= Field-of-use limitation =

Provision in a patent license

A field-of-use limitation is a provision in a patent license that limits the scope of what the patent owner authorizes a manufacturing licensee (that is, a licensee that manufactures a patented product or performs a patented process) to do in relation to the patent, by specifying a defined field of use—that is, a defined field of permissible operation by the licensee. In addition to affirmatively specifying the field of use, the license may negatively specify a field or fields, by specifying fields of use from which the licensee is excluded.

By way of example, such a license might authorize a licensee to manufacture patented engines only for incorporation into trucks, or to manufacture a chemical only for sale to farmers (as contrasted with home gardeners). If the licensee exceeded the scope of the licensee, it would commit patent infringement. More generally, this kind of license permits the licensee to use the patented invention in some, but not all, possible ways in which the invention could be exploited. In an exclusive field-of-use license the licensee is the only person authorized to use the invention in the field of the license.

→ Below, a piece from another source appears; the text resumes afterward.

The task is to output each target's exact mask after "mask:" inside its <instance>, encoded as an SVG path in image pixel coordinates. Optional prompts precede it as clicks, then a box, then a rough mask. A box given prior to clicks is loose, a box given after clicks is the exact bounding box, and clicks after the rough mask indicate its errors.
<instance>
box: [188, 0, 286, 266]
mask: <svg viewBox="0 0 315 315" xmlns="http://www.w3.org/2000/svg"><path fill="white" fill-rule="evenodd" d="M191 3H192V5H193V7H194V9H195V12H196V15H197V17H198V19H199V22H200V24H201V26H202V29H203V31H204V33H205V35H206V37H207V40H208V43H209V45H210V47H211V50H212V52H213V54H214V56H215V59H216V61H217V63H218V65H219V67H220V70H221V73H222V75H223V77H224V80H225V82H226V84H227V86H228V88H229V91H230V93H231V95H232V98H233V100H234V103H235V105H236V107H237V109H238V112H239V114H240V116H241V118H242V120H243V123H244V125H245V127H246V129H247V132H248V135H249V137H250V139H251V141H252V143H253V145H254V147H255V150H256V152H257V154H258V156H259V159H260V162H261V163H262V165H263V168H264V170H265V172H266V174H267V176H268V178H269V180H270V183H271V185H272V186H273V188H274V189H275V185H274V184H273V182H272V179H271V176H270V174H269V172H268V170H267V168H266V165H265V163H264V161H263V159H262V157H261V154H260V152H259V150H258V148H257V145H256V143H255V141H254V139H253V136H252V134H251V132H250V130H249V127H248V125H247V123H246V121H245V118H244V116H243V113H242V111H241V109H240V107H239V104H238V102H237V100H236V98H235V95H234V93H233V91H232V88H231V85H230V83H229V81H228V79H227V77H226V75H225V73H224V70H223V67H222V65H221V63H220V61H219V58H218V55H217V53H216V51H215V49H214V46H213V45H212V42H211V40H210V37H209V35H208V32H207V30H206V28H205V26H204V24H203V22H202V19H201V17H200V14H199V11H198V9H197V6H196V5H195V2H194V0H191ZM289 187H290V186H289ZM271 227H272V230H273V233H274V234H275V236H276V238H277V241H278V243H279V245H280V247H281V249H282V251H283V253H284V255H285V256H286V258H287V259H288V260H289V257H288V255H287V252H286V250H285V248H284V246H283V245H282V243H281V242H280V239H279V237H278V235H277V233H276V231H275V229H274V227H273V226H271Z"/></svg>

Field-of-use limitations in patent licenses may raise antitrust issues when such arrangements are used to allocate markets or create cartels.

==USA case law==
The US Supreme Court held such arrangements legitimate in General Talking Pictures Corp. v. Western Electric Co. By way of example, such a license might authorize a licensee to manufacture patented engines only for incorporation into trucks (the "truck field"), or to manufacture such engines only for sale to farmers (the "field of distribution to farmers"). If the licensee exceeded the scope of the licensee, it would commit patent infringement.

The doctrine of the General Talking Pictures case does not apply to a patent owner's sale (or its licensee's sale) of a product to a customer that imposes a restriction on what the customer may subsequently do with the product. Such sales are governed by the “exhaustion doctrine,” rather than the General Talking Pictures doctrine. Enforced with fines and often much bad publicity.

Furthermore, when field-of-use licensing is used to create a horizontal cartel by which product markets are allocated among what would otherwise be competitive licensees, the General Talking Pictures doctrine does not shield the arrangement from the antitrust laws. In Hartford-Empire Co. v. United States, such a cartel based on patents was condemned as an antitrust violation. In United States v. Ciba Geigy Corp., the court found an antitrust violation as to patent licenses that restricted use of purchased drug chemicals but no violation as to licenses that limited the use of the same chemicals by licensees manufacturing them.

==Free software licences==

It has been argued that field-of-use limitations are inconsistent with W3C standards and with the GNU General Public License.